In order to train it, one “scores” how good a combination of parameter $\theta$ performs. A way to do so is to introduce a “Loss function”
$$
\begin{equation*}
L(\theta) = (F_\theta(x) – y_{\text{empirical}})^2
\end{equation*}
$$
One can then use an optimisation method to find a local minima (and in the best scenario, the global minima) for $L$.
Gradient descent
You ready?
Gradient descent and stochastic gradient descent are “iterative optimisation methods that seek to find a local minimum of a differentiable function” (Wikipedia). Such methods have become widely used with the development of artifical intelligence.

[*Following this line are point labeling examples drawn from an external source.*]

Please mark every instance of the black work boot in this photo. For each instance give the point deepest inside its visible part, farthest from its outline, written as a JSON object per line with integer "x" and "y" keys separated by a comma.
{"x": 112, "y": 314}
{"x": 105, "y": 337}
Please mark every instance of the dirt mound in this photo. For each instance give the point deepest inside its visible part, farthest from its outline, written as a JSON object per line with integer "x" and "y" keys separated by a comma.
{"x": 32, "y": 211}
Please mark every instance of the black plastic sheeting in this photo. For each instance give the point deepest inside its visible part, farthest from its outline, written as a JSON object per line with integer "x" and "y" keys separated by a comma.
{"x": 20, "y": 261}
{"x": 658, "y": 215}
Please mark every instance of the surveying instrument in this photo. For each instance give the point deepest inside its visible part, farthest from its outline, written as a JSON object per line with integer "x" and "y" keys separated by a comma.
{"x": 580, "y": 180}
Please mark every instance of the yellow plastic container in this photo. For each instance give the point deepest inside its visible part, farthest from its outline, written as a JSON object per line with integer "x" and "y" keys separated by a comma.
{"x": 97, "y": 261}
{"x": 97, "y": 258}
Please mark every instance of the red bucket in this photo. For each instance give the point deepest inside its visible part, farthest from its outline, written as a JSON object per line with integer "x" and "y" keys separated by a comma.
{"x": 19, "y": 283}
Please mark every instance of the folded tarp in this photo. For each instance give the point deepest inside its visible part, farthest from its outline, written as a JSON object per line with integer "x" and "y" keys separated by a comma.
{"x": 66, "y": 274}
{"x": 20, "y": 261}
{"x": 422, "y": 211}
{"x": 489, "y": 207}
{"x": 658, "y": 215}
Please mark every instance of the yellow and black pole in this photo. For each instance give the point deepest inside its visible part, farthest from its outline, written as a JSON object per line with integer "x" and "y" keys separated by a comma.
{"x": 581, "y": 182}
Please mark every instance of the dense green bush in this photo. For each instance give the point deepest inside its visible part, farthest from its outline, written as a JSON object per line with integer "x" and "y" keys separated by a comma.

Those methods are used to compute iteratively $\theta$ using the sensitivity of the loss function to changes in $\theta$, denoted by $\partial_\theta L(\theta)$
$$
\begin{equation*}
\theta^{i+1} = \theta^{(i)} – \lambda \partial_\theta L(\theta)
\end{equation*}
$$
where $\lambda$ is called the learning rate.
In practice
The sensitivity with respect to the parameters $\partial_\theta L(\theta)$ is in practice obtained by differentiating the code (Automatic Differentiation).
For some programming languages this can be done automatically, with low computational cost. In particular, Flux.jl allows to efficiently obtain the gradient of any function written in the wonderful language Julia.
The library DiffEqFlux.jl based on Flux.jl implements differentiation rules (custom adjoints) to obtain even more efficiently the sensitivity of a loss function that depends on the numerical solution of a differential equation. That is, DiffEqFlux.jl precisely allows to do parameter inference in dynamical systems. Go and check it out!